Simulated calibration data were created using a 4-parameter model to describe the true overall relation between the relative ODs and the concentration in picogram-per-milliliter units. The 4-parameter logistic describes a sigmoidal function that has been shown to fit similar functional data well.^11,12 The 4-parameter logistic models concentration as a function of OD, making it an inverse regression approach.
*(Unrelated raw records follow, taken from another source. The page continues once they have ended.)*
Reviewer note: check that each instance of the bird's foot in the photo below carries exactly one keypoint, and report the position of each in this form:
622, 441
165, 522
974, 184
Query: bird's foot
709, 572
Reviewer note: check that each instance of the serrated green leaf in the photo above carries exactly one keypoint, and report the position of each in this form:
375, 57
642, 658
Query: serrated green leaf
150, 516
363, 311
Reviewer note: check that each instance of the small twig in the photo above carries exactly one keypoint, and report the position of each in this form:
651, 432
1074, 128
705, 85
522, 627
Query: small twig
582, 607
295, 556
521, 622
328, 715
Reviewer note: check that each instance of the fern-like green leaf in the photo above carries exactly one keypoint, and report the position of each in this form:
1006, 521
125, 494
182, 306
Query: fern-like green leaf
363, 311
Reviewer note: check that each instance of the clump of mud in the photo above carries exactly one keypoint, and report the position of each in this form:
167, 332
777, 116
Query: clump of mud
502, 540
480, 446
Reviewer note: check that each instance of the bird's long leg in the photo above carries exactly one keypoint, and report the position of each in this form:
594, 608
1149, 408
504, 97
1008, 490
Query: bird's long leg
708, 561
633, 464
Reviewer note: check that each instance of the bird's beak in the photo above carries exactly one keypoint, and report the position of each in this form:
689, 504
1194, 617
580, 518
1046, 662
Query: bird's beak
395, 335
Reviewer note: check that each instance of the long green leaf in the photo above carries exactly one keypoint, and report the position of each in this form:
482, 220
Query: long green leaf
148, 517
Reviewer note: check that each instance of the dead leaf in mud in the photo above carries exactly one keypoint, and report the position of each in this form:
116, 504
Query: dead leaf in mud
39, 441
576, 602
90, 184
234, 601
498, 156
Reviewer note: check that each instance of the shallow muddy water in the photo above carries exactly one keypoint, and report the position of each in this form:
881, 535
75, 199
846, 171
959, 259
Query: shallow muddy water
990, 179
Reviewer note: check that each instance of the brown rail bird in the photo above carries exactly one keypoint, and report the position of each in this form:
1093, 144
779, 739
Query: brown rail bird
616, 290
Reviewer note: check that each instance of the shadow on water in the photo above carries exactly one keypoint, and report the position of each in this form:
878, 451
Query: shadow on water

Random batch variability was added to simulate varying conditions over batches; at each known, fixed calibration concentration, random measurement error was added to the corresponding true OD for that batch resulting in the 14 points, 2 per concentration, used for the batch calibration curve. Additionally, laboratory failures affecting measurement of the calibrator series were simulated. Simulated true concentration data, ODs, and case-control status were simulated as described in the Appendix.

The simulated calibration data were used to estimate calibration curves by using each of the previously described methods after applying a simple log-log transformation. Case and control ODs were converted to the log scale and to log concentration “measurements” based on each method. The OR was then estimated from these simulated log concentrations by using logistic regression models with the form:

logit (P) = θ_{0} + θ_{1} Y

where Y is “measured” concentration and OR = exp{θ₁}.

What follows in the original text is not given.